O levantamento do CIES (Centro Internacional de Estudos do Esporte) sobre o valor de mercado das seleções da Copa do Mundo mostra o Brasil na sétima colocação do ranking, com um elenco avaliado em 821 milhões de euros. O país está atrás de Inglaterra, França, Espanha, Alemanha, Portugal e Holanda.
A comparação histórica chama atenção. Em 2017, quando Neymar foi vendido pelo Barcelona ao PSG, a transferência custou 222 milhões de euros. Sozinho, Neymar valia naquela época cerca de 27% de todo o elenco brasileiro atual. Um único jogador representava mais de um quarto do valor de mercado de toda a Seleção de 2026.

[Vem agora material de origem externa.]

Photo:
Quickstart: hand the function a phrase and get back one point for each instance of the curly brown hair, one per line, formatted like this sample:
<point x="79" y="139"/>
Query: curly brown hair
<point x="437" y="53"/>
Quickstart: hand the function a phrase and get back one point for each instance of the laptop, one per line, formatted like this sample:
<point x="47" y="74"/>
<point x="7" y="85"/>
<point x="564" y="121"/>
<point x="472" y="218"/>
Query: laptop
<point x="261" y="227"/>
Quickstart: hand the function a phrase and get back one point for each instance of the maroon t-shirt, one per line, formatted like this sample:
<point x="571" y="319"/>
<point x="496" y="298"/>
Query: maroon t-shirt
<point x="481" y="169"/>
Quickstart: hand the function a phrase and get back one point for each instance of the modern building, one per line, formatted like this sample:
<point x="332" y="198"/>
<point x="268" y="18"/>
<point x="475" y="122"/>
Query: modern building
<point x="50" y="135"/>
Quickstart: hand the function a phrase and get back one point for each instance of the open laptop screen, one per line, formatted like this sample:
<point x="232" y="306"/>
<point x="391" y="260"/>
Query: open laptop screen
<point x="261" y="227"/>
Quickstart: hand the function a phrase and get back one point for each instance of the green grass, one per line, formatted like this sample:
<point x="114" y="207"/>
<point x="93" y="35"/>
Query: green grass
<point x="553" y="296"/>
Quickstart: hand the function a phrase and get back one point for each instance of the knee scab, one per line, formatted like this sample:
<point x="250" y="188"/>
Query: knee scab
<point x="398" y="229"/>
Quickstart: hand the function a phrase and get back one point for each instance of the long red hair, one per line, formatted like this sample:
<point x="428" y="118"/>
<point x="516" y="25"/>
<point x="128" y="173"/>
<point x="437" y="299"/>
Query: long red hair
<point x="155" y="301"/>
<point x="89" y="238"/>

O dado mostra uma mudança na matéria-prima do futebol brasileiro. O país que produziu Pelé, Ronaldo, Romário, Rivaldo, Ronaldinho Gaúcho e o próprio Neymar hoje não possui nenhuma superestrela consolidada. O mercado enxerga um grupo equilibrado, sem aquele craque incontestável que dominava a cena mundial.
O jogador mais valioso da Seleção Brasileira é o jovem atacante Rayan, revelado pelo Vasco e hoje no futebol inglês, avaliado em 100 milhões de euros. Ele não é considerado titular ou reserva imediato. Talvez seja uma terceira opção de Ancelotti para o ataque. É uma situação rara para uma potência mundial: o ativo mais valioso do elenco não é o principal jogador da equipe.
Marrocos, apontado como uma seleção perigosa fora do eixo tradicional, possui um elenco avaliado em cerca de 400 milhões de euros. É praticamente a metade do valor da Seleção Brasileira. Sob a ótica financeira, ainda existe uma distância considerável entre os dois países.
A Argentina, atual campeã mundial e favorita ao título, aparece na oitava posição, com 764 milhões de euros. Vale menos que a Seleção Brasileira segundo os critérios do mercado.
O dinheiro ajuda a medir talento, potencial e perspectiva de carreira, mas não ganha jogo. Se ganhasse, a Inglaterra seria favorita absoluta a cada Copa do Mundo.